Bertram seemed to be a little comforted; and then I told him of a plan for Miles,—that he should be, for a time at least, our under-gardener.

"How good of you and father! That's capital!" he said. "Miles is a jolly boy!"

"You and we owe him much," I said.

"Yes, it was so plucky of him. I wonder we didn't both get killed,— it was such a thundering big rock, you know," declared Bertram, oddly trying to seem indifferent the moment he was able to master himself. And then there was a sigh. "Doesn't it seem horrid that he should have saved me from being hurt, and that I should have brought all this upon them!"

So then we had to go through it all again, and I had to comfort him afresh.

However, I think the idea of Miles working under old Nichols did him most good, by diverting his thoughts into a new channel. He was able soon to wonder what old Nichols would say, and to laugh at the thought of our aged retainer's probable grumpiness.
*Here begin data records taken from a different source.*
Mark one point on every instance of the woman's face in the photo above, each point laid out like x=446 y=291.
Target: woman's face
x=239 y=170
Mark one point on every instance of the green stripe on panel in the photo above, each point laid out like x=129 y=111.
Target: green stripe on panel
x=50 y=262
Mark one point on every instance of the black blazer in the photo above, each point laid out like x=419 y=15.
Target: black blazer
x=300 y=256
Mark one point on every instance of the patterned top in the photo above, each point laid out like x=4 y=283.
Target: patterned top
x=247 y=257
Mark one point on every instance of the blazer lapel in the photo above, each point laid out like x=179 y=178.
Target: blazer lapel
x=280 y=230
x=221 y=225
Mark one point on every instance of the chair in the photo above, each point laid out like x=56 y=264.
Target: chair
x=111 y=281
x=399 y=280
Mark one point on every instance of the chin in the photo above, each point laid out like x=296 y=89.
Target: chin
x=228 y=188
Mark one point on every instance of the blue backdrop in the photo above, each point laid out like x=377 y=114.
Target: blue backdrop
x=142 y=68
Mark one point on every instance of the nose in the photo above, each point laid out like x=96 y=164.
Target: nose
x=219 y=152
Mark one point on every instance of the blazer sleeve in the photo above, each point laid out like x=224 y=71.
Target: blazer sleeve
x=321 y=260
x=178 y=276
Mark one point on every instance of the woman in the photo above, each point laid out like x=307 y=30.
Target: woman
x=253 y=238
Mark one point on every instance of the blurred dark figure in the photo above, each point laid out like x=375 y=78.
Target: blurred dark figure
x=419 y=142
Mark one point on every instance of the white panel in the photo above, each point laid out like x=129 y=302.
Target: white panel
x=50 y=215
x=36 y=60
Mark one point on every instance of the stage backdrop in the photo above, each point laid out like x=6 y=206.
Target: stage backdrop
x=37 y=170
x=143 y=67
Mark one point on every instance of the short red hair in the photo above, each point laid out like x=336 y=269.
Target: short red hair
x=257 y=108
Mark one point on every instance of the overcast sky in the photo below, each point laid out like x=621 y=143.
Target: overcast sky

Not that Nichols was really so old. I suppose he was under fifty-five at that time, though anybody would have taken him for sixty-five at least. He was stooping and slow, grey and wrinkled. He had been a member of our household for twelve years, and of my father's household for fifteen years before that; so Nichols was entirely one of us, and he never hesitated to show what he thought.

The possibility of his "grumpiness" had occurred to me already. Nichols knew that we intended to get help for him; and he was not at all gratified, even while perfectly well aware that he could not do all the work alone. Our Ermespoint garden was more than twice as large as our former garden, and Nichols was becoming each year less capable of hard work. Still, having done alone for us during so many years, it was perhaps not surprising that he disliked the notion of any interloper.

My husband was so busy next day that I undertook to explain to Nichols about the new arrangement. He listened solemnly, his under lip protruding, and his shaggy eyebrows drawn together.

"Yes, ma'am," he said, when I stopped, and he said no more.